Down almost 10% from its high, is this FTSE 100 stock a passive income?

Image source: Getty Images
Like drinking water, writing a to-do list, and staying off social media, some of the best ideas are straightforward. And that may be the case when it comes to earning income.
In spite of FTSE 100 hitting record levels, sharing in Unilever (LSE:ULVR) is about 10% off its 52-week high. So should investors stop overthinking and start buying stocks?
Unilever business
Investors who don’t read the label on everything they buy are probably familiar with more Unilever products than they care to mention. But the business is actually in the process of changing its strategy. It goes from trying to get into people’s closets by having every branded product under the sun to focus on its strong brands. This includes the likes of Houses, A doveagain Persil.
Divided lines include Alberto Balsam (my favorite), Brylcreem (which I don’t), too Lever 2000 (which I have never heard of). It also sells its ice cream unit, which includes This is Ben & Jerry’s again The Magnum.
Despite the change, the basic business model remains the same. The firm’s products give it bargaining power and its distribution network helps it position its products worldwide.
Assignments
Unless something really desperate happens, I don’t think the demand for the kind of products that Unilever sells will drop much.
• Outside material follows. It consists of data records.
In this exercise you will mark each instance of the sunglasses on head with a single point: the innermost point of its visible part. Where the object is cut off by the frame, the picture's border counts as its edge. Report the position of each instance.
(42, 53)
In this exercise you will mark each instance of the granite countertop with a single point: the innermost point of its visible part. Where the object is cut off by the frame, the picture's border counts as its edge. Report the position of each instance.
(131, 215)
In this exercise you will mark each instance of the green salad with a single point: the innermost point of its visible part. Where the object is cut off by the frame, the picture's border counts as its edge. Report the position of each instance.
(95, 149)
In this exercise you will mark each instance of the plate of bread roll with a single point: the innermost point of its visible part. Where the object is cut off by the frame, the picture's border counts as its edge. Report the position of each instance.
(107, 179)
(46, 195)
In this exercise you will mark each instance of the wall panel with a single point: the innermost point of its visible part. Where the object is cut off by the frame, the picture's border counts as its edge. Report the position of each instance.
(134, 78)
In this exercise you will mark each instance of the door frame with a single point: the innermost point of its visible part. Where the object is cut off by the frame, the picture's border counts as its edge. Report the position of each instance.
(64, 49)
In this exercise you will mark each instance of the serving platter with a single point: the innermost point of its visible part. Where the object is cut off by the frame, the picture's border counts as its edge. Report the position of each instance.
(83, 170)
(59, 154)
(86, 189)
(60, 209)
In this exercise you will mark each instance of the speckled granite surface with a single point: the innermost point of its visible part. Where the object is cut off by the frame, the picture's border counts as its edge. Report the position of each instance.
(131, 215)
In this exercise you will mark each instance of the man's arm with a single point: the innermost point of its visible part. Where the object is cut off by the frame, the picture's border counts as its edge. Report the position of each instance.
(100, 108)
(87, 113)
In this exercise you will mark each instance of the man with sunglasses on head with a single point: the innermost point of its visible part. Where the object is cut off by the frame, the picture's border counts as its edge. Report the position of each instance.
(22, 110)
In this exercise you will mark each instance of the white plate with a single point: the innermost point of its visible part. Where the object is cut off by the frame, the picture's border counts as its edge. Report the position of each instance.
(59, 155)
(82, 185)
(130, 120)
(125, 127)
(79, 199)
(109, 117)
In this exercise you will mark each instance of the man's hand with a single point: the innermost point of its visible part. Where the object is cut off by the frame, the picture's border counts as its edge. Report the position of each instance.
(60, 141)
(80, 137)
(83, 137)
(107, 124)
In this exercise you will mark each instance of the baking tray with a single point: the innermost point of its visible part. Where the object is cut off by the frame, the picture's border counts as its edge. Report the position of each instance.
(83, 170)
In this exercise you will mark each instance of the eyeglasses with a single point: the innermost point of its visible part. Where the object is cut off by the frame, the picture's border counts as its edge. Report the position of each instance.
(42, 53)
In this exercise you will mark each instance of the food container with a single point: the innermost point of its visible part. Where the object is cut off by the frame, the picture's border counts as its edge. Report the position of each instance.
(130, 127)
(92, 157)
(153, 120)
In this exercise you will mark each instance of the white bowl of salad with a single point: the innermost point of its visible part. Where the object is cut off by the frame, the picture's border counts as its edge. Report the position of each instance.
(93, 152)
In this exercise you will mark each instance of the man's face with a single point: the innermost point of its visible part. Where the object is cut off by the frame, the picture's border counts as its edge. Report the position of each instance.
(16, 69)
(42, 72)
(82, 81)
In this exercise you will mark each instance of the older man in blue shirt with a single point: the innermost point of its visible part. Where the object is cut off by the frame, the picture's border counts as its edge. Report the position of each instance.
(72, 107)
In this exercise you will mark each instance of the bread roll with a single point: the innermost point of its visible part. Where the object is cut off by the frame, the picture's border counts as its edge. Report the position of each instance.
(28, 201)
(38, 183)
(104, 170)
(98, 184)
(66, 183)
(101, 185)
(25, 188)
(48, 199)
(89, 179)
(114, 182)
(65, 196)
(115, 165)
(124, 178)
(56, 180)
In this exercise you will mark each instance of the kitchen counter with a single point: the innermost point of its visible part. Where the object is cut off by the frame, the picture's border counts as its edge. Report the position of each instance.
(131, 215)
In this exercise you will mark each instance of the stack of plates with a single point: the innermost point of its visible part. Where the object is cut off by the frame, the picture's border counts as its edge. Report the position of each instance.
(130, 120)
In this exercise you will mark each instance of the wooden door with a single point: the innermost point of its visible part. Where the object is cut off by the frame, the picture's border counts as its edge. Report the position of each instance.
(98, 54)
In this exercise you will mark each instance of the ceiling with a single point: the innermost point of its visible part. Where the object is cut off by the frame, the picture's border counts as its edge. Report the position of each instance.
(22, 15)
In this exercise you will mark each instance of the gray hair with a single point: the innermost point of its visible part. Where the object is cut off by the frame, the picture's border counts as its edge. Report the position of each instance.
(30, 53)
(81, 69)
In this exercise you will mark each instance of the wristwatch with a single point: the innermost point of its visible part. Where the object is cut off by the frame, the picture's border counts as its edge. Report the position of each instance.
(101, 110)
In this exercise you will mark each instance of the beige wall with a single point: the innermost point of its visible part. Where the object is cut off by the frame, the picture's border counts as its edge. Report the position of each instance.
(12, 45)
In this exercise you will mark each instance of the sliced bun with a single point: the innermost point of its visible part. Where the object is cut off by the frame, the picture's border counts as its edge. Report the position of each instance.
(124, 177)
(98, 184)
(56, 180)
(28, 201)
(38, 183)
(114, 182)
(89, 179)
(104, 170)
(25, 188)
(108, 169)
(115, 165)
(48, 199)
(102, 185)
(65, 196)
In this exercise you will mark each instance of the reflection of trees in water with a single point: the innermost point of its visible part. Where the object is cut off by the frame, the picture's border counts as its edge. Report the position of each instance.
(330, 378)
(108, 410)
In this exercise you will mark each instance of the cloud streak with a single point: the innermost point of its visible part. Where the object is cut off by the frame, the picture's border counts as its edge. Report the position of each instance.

And the company is in a strong competitive position.
Investors may therefore see the recent decline in the share price as a potential buying opportunity. The dividend yield is around 3.2%, which doesn’t seem like much but that could change if interest rates fall. This is roughly in line with the stock’s 10-year average. But Unilever’s portfolio restructuring has led to good sales growth, so I think there’s a good chance the dividend will go up from here.
I think investors looking for income would do well to consider shares in a company with tangible potential. Especially if it might have a bright future.
Accidents
Unilever is far from the frontier of technological innovation. But there are still some important risks that investors considering the stock should be aware of. One of the company’s biggest challenges is that its products often have no replacement costs. People don’t have to buy A dove soap because it is the only one that goes with their bathroom sink.
As a result, there is always a risk that customers will trade down to cheaper stores – or the other way around Procter & Gamble products. That means an ongoing battle for market share, where nothing is certain.
Investors should be aware of this when considering the stock. But it is also important to note that a large marketing budget gives Unilever an advantage in keeping its products at the forefront of consumers’ minds.
A stock to consider
In the beginning, Unilever’s business is not very difficult. But there’s a lot going on behind the scenes to help the FTSE 100 company hold on to its market-leading position.
That could be a good combination for investors. And since the stock is down about 10% from its 52-week high, I think it’s worth considering at today’s prices.